By morning they were in Rochester, by midday in Buffalo, waiting expectantly for a look at Niagara Falls. Unfortunately, their one glimpse, from a bridge some distance downstream, was anticlimactic. But their disappointment quickly vanished when they were informed that Professor Marsh expected to see them all in his private stateroom at once.
Marsh peered up and down the hallway, closed the door, and locked it from the inside. Though the afternoon was warm, he closed all the windows and locked them, too. Only then did he turn to the twelve waiting students.
“You have undoubtedly wondered where we are going,” he said. “But it is too early to inform you yet; I will tell you after Chicago. In the meantime, I caution you to avoid contact with strangers, and to say nothing of our plans. He has spies everywhere.”
Tentatively, one student said, “Who does?”
“Cope, of course!” Marsh snapped.
Hearing this unfamiliar name, the students looked blankly at each other, but Marsh did not notice; he was off on a tirade. “Gentlemen, I cannot warn you against him too strongly. Professor Edward Drinker Cope may pretend to be a scientist, but in fact he is little better than a common thief and keyhole-peeper. I have never known him to obtain by fair labor what he could steal instead. The man is a despicable liar and sneak. Be on your guard.”

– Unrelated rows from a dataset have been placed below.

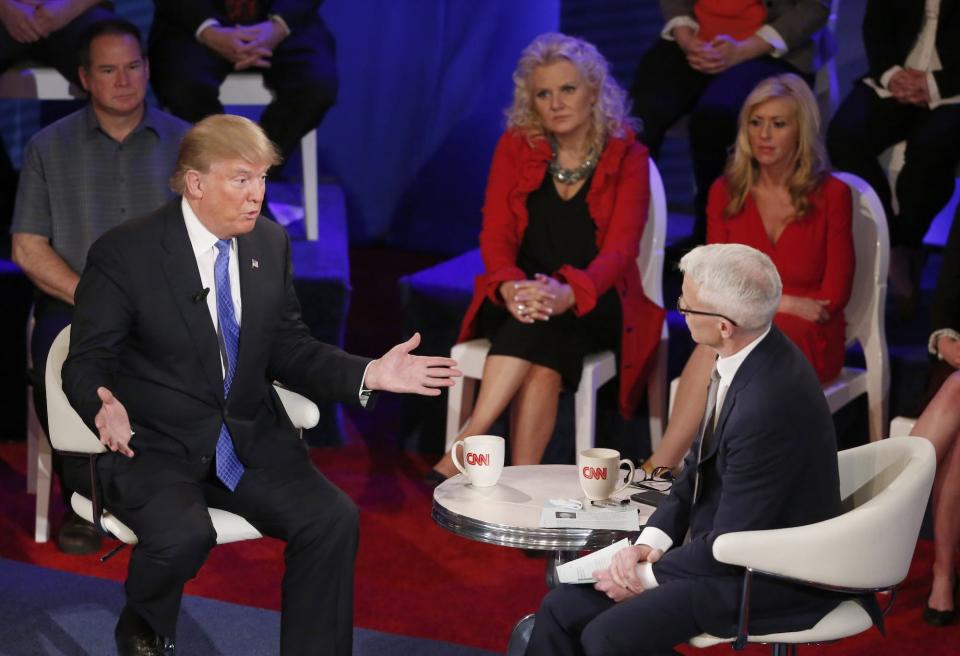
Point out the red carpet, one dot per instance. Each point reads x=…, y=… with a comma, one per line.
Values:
x=412, y=577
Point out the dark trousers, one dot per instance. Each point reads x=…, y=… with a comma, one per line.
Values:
x=576, y=620
x=50, y=317
x=186, y=77
x=865, y=125
x=297, y=504
x=665, y=88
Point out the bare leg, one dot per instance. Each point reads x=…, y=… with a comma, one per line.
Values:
x=534, y=415
x=687, y=409
x=502, y=377
x=940, y=423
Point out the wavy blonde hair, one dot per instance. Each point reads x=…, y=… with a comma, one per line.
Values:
x=611, y=116
x=810, y=161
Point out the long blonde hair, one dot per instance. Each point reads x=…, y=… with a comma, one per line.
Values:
x=810, y=165
x=611, y=110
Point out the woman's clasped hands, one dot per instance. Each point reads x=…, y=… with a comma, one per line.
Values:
x=537, y=299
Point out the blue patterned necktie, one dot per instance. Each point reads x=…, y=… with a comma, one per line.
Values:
x=229, y=468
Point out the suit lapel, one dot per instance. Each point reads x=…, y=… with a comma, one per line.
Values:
x=180, y=271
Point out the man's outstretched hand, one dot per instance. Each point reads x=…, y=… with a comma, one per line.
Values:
x=113, y=423
x=399, y=371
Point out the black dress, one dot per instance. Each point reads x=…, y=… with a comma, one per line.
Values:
x=558, y=232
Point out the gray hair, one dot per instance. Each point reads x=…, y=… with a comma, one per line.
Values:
x=737, y=280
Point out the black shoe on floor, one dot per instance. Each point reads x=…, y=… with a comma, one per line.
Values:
x=135, y=637
x=77, y=536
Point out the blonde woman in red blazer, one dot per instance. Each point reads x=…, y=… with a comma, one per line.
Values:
x=565, y=207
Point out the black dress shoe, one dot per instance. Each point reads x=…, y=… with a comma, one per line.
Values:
x=935, y=617
x=136, y=638
x=77, y=536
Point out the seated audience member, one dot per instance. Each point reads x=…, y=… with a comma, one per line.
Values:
x=910, y=93
x=766, y=460
x=193, y=378
x=711, y=55
x=82, y=175
x=48, y=32
x=565, y=207
x=195, y=44
x=940, y=423
x=778, y=196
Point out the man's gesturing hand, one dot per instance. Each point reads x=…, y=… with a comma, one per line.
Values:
x=113, y=424
x=399, y=371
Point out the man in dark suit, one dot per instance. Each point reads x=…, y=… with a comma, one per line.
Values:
x=910, y=93
x=184, y=318
x=766, y=459
x=195, y=44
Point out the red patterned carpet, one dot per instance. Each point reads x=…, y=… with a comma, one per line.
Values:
x=414, y=578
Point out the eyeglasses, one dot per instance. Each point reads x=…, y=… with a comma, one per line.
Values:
x=685, y=311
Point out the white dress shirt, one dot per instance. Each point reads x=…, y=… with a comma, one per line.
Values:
x=727, y=368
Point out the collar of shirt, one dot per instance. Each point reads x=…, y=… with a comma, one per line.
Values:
x=727, y=368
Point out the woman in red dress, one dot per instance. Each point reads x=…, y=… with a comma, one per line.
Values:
x=565, y=205
x=778, y=196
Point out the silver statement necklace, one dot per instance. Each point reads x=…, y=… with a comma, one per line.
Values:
x=571, y=176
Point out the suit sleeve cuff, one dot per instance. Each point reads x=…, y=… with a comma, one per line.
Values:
x=647, y=579
x=210, y=22
x=679, y=21
x=656, y=538
x=771, y=36
x=364, y=392
x=885, y=78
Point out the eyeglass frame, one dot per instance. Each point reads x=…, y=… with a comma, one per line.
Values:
x=703, y=313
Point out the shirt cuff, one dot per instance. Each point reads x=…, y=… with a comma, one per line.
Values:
x=935, y=337
x=645, y=573
x=933, y=90
x=885, y=78
x=204, y=25
x=771, y=36
x=278, y=19
x=656, y=538
x=364, y=392
x=679, y=21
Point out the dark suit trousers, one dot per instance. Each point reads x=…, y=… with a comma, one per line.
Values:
x=296, y=504
x=576, y=620
x=665, y=89
x=865, y=125
x=186, y=77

Marsh was puffing, as if exerted. He glared around the room. “Any questions?”
There were none.
“All right,” Marsh said. “I merely want the record straight. You will hear more after Chicago. Meantime, keep to yourselves.”
Bewildered, the students filed out of the compartment.
One young man named Winslow knew who Cope was. “He is another professor of paleontology, I believe at Haverford College in Pennsylvania. He and Marsh were once friends, but are now the most steadfast enemies. As I heard it, Cope tried to steal credit for the professor’s first fossil discoveries, and there has been bad feeling between them ever since. And Cope apparently pursued a woman Marsh wanted to marry, and discredited her, or at least sullied her reputation. Cope’s father was a wealthy Quaker merchant, left him millions, I was told. So Cope does as he pleases. It seems he is a bit of a rogue and charlatan. There’s no end of sly tricks he will pull to steal from Marsh what is rightfully his. That’s why Marsh is so suspicious—he is ever on the watch for Cope and his agents.”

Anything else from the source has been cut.